Checkland, P., 1985. From Optimizing to Learning: A Development of Systems Thinking for the 1990s. The Journal of the Operational Research Society, 36(9), pp.757–767.

Ison, R., 2010. Systems Practice: how to act in a climate-change world, Milton Keynes/London: The Open University/Springer Publications.

 

2 thoughts on “Change again…

  1. Hi Helen – difficult to know where to start with a long post like this. Well, obviously! with the bit you said you will leave for now: change and development. Don’t you think that change sounds abrupt like changing your socks, while develop sounds like a growing or a gradient, like developing your technique?

    Re theories of change, I am interested that you see them as something you choose. I have always understood them as something deep in your subconscious belief system and only accessible when you start exploring them through tools like those 7 questions. Like i believe in the innate goodness of people while my husband believes they are fundamentally selfish. So if we wanted to nudge change, I would be all for creating spaces for generous collaboration, and he would be more on the regulation side. I am wondering what it means for me if i see ToC as something you choose according to the situation you are in.
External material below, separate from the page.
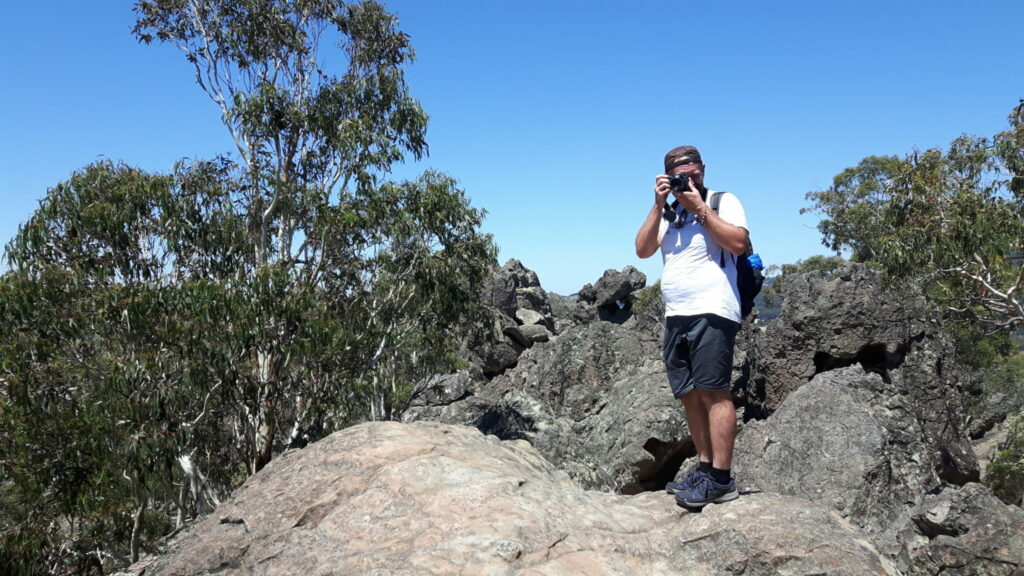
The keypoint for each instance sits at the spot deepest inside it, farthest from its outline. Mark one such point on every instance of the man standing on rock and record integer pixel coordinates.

    Re your question “if i pre-define the learning does that make it systematic?”, well [aside from the fact that the terms systemic and systematic don’t MEAN anything – they are there to help us understand what we perceive (oh not that old trap again!)], I would veer towards saying “yes, that might be a bit systematic”. I don’t think you can pre-define learning. When i was a teacher I tried very hard but was always surprised by how my students managed to bypass my predefined learning and come away with their own! But then again, it could be the start of a dialogue around the change you would like to see.

  2. Hi Arwen
    thanks for these comments. I agree with you about the ‘change’ /’development’ thing – I wonder though whether ‘development’ is one perspective of change. mmm not sure.

    re: ToC – I think that given the ‘tool’ is all about a group of people working together to articulate a shared view of change it can’t be deep-down and intensely personal. It would need to be something that can be accommodated by all the different worldviews (sensu Checkland). If I am talking at work about ‘stopping smoking’ it seems appropriate to draw upon a ToC re; behaviour change but if I am thinking about fairness and equity it would be more appropriate to draw upon a ToC that has come from studies of social change. My application and use of these would be informed by my worldview.

    Interesting line of thought…I am kind of enjoying this juourney of inquiry but have no idea about its purpose!